Masih banyak peserta BPJS Kesehatan yang merasa ragu ketika harus berobat di luar kota atau jauh dari alamat tempat tinggal. Kekhawatiran tersebut wajar, terutama jika kondisi kesehatan memburuk secara mendadak. Pertanyaan yang sering muncul adalah: apakah kartu BPJS Kesehatan tetap bisa digunakan di luar domisili? Jawabannya, bisa. Namun, ada sejumlah ketentuan yang perlu dipahami agar layanan tetap dijamin.
Sistem Pelayanan BPJS Kesehatan di Luar Domisili
BPJS Kesehatan menerapkan mekanisme pelayanan berjenjang, di mana peserta terdaftar pada Fasilitas Kesehatan Tingkat Pertama (FKTP) sesuai domisili.

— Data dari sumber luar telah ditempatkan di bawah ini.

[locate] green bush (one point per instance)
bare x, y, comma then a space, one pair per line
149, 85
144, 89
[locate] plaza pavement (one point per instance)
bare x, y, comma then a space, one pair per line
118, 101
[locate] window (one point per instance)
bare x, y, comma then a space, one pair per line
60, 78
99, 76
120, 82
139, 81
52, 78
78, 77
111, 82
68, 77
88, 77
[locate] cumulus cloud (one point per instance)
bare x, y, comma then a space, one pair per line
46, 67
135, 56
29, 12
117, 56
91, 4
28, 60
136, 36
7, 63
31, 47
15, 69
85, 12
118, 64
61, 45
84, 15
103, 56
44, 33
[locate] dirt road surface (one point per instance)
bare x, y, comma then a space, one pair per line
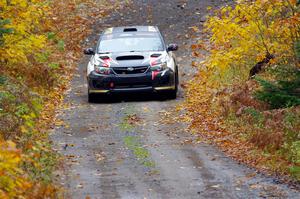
123, 148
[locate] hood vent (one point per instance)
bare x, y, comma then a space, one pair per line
130, 57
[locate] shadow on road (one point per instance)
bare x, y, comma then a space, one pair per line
130, 97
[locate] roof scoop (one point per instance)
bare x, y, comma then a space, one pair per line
130, 57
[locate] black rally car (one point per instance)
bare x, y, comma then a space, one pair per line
132, 59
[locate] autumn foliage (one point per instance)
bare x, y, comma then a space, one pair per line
39, 46
237, 109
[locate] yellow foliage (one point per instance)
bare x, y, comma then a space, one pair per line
25, 18
12, 180
244, 34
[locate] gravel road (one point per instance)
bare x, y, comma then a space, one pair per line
124, 147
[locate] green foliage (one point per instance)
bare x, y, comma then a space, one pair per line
297, 49
3, 29
281, 93
258, 117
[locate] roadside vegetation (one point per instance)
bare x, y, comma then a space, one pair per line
246, 95
39, 47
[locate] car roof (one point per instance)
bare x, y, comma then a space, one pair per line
130, 31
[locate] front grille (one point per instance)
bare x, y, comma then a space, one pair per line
128, 85
130, 70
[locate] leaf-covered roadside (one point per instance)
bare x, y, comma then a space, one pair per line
39, 46
246, 95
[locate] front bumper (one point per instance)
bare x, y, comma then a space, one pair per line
146, 82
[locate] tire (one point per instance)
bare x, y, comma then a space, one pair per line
91, 97
172, 94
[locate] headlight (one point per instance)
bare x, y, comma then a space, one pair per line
159, 67
102, 70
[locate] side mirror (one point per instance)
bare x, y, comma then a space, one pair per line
172, 47
89, 51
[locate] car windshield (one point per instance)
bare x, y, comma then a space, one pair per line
127, 44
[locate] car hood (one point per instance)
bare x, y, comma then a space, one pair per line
130, 59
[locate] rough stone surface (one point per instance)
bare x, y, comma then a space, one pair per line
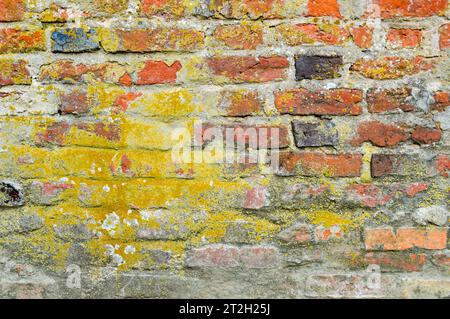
224, 149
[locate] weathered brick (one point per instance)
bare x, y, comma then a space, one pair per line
12, 10
54, 14
316, 67
411, 8
441, 101
396, 261
380, 134
47, 193
322, 102
249, 69
14, 72
151, 40
363, 36
315, 134
444, 33
441, 259
436, 215
340, 286
240, 37
73, 102
319, 8
249, 9
243, 134
105, 7
404, 38
374, 195
66, 71
11, 194
163, 224
425, 135
401, 165
232, 256
158, 72
380, 101
389, 68
257, 198
14, 40
240, 103
312, 33
405, 238
174, 8
442, 165
319, 164
74, 40
298, 233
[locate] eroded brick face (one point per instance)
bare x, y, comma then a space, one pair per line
224, 149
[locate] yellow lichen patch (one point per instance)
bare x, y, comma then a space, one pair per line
346, 221
110, 40
217, 224
166, 104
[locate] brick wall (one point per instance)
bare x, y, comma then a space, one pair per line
92, 203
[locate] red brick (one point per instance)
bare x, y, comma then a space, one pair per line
240, 103
380, 101
441, 101
363, 36
240, 37
397, 262
323, 102
443, 165
406, 238
54, 14
374, 195
441, 259
391, 67
312, 33
14, 72
154, 40
319, 164
158, 72
244, 9
444, 33
242, 134
319, 8
404, 38
379, 134
424, 135
411, 8
68, 72
21, 41
401, 165
249, 69
12, 10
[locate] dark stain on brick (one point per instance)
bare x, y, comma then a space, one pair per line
317, 67
382, 164
11, 195
315, 134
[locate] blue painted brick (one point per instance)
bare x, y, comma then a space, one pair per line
74, 40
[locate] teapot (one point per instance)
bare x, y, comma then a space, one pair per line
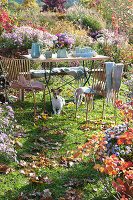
35, 50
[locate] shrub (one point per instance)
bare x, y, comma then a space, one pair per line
80, 36
54, 5
85, 17
107, 43
5, 21
14, 6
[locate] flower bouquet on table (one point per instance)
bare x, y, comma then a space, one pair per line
63, 44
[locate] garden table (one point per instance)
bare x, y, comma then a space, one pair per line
70, 58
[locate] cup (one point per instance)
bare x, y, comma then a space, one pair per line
77, 49
48, 54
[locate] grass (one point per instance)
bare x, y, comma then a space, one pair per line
52, 140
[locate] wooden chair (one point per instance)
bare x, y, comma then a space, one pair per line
98, 86
17, 74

Meski begitu, peserta tetap dapat memperoleh layanan kesehatan ketika berada di luar wilayah tempat tinggal, baik karena urusan pekerjaan, pendidikan, perjalanan dinas, maupun kebutuhan mendesak lainnya.
Tujuannya jelas: memastikan perlindungan kesehatan tetap berjalan meski peserta berada jauh dari alamat asal.
Syarat Utama Penggunaan BPJS Kesehatan di Luar Domisili
Mengutip Antaranews.com, berikut ketentuan yang harus diperhatikan:
- Kepesertaan Aktif
Peserta wajib memastikan status kepesertaan aktif dan tidak memiliki tunggakan iuran. Jika ada tunggakan, layanan tidak dapat digunakan, baik di dalam maupun luar domisili.
- Batas Kunjungan Rawat Jalan
Untuk pelayanan non-darurat, peserta hanya diperbolehkan melakukan maksimal tiga kali kunjungan rawat jalan dalam satu bulan di luar domisili.
- Kondisi Darurat
Dalam keadaan darurat medis, peserta dapat langsung ditangani di rumah sakit terdekat tanpa mempertimbangkan domisili atau FKTP terdaftar. Darurat yang dimaksud mencakup kondisi yang mengancam nyawa atau berisiko menimbulkan kecacatan serius.
- Fasilitas Kesehatan Mitra BPJS
Layanan hanya berlaku di fasilitas kesehatan yang telah bekerja sama dengan BPJS Kesehatan. Peserta disarankan memastikan status kerja sama rumah sakit atau klinik tujuan sebelum berobat.
- Identitas Peserta
Kartu BPJS Kesehatan, baik fisik maupun digital melalui aplikasi Mobile JKN, wajib dibawa. KTP juga perlu disiapkan untuk keperluan administrasi.
Alur Pelayanan
Secara umum, alur penggunaan BPJS Kesehatan di luar domisili tetap mengikuti sistem rujukan berjenjang, kecuali dalam kondisi darurat. Peserta dapat mendatangi FKTP terdekat untuk pemeriksaan awal, lalu dirujuk ke rumah sakit jika diperlukan sesuai indikasi medis.
Aplikasi Mobile JKN juga bisa dimanfaatkan untuk mengecek fasilitas kesehatan terdekat, status kepesertaan, hingga riwayat pelayanan.
Tips Agar Tidak Terkendala
Agar proses berobat berjalan lancar saat berada di luar kota, peserta disarankan:
- Rutin memeriksa status kepesertaan dan pembayaran iuran.
- Mengunduh serta mengaktifkan aplikasi Mobile JKN.
- Menyimpan informasi fasilitas kesehatan terdekat.
- Memahami batasan layanan rawat jalan di luar domisili.
Langkah sederhana ini dapat membantu menghindari hambatan administratif ketika membutuhkan layanan kesehatan.
Kesimpulan
BPJS Kesehatan tetap dapat digunakan di luar domisili selama peserta memenuhi syarat yang berlaku. Mulai dari kepesertaan aktif, batas kunjungan rawat jalan, hingga pemilihan fasilitas kesehatan mitra.
Dengan memahami aturan ini, peserta tidak perlu cemas ketika membutuhkan layanan medis di luar kota. Persiapan yang tepat akan memastikan perlindungan kesehatan tetap berjalan kapan pun dan di mana pun.